If a vacancy occurs after the term of office begins, substitutes do not immediately replace the original candidate in case of GRCs, where under constitution a by-election may be called only when an entire team of MPs had vacated their seats. Calling by-elections does not impose a required time limit within which a by-election had to be called, although Article 49(1) does not specify the time limit, and it is the Prime Minister's discretion on deciding on doing so. In cases of GRCs, MPs who fell vacant may be substituted by fellow neigbouring MPs from the same GRCs while a second grassroots advisor (in the case of PAP team) may be substituted for the grassroots activities.
- The most recent case occurred on 20 July 2026, where Marine Parade-Braddell Heights GRC MP Muhammad Faishal Ibrahim resigned from the seat amid misconduct in handling communication against a member of public.

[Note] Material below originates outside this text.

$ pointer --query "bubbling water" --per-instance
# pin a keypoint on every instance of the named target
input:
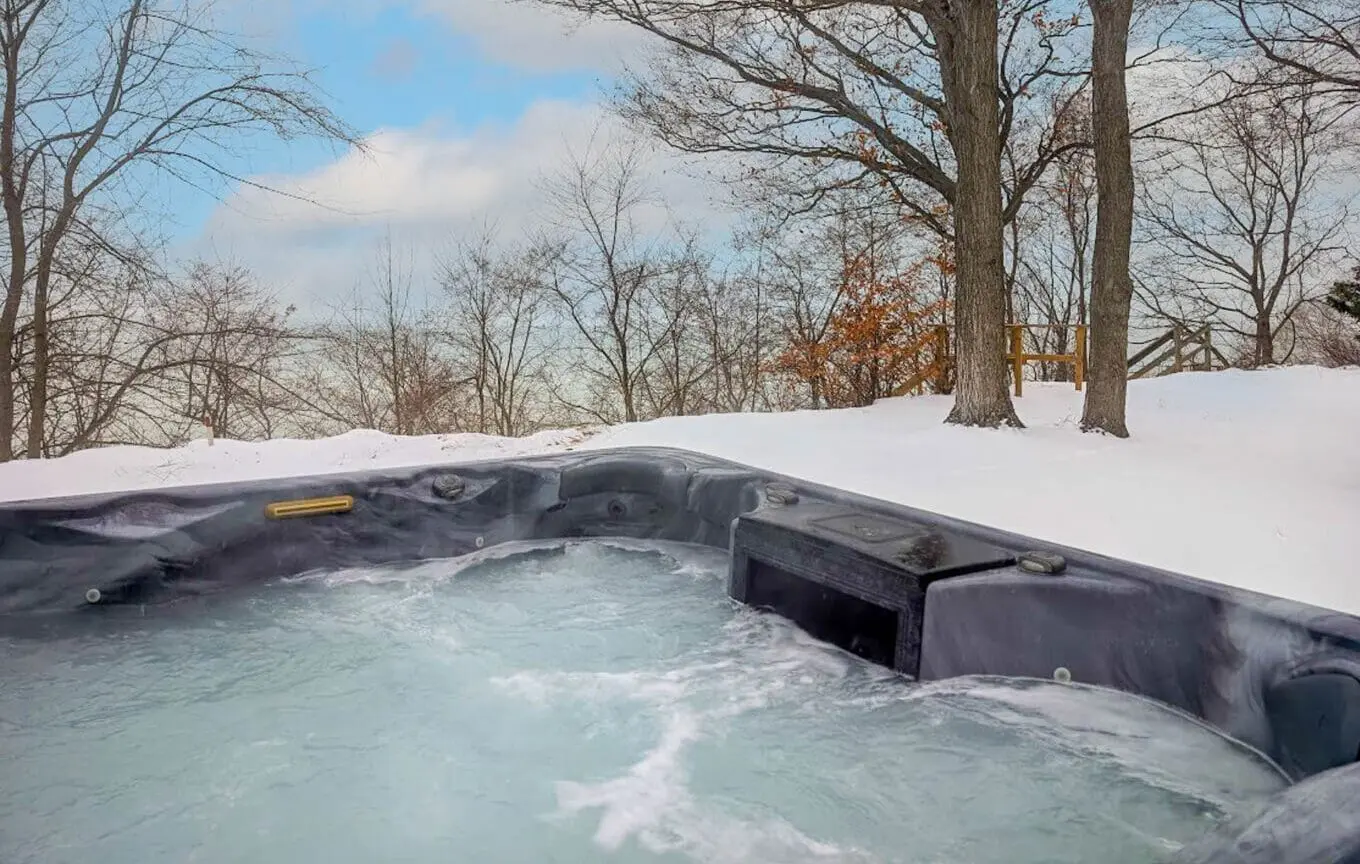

The PAP announced that the four MPs for said GRCs will act as interim MPs for Faishal's Kembangan division, and on 28 August, the PAP announced Firdaus Daud as its replacement in the grassroots management for Kembangan.
- The most recent case for an opposition party MP occurred on 19 July 2023 where a video showing intimate actions between Aljunied GRC MP Leon Perera and WP member Nicole Seah surfaced online; both people subsequently resigned from the party afterwards. WP announced that the remaining four MPs of Aljunied GRC would act as interim MPs for Perera's Serangoon division. As because Aljunied is an opposition-held ward, the grassroots advisor was not replaced. Perera was later succeeded by Kenneth Tiong in 2025.
- Two days before Perera's case surfaced, on 17 July 2023, two seats held by the PAP fell vacant due to an extramarital affair between Marine Parade GRC MP and Speaker Tan Chuan-Jin and Tampines GRC MP Cheng Li Hui. As with Faishal and Perera's resignation, both divisions were overseen by their respective GRC MPs on interim, while its grassroots advisors were replaced by eventual MPs Choo Pei Ling and Charlene Chen, respectively.
- The recent by-election was called in 2016 following former PAP Bukit Batok SMC MP David Ong resigned amidst revelations of an extramarital affair against a grassroots volunteer. Between the time of resignation until the by-election, fellow Jurong GRC MP and Senior Minister of State Desmond Lee acted as interim MP for Bukit Batok. Ong was succeeded by Murali Pillai, who was also a former branch secretary for Bukit Batok prior to his 2015 debut, after the by-election.

== United States of America ==

Until the 20th century, the Vice President was mostly a substitute for the President.

=== Examples ===
- Andrew Johnson replaced Abraham Lincoln after his assassination.
- Harry Truman replaced Franklin Roosevelt after his death.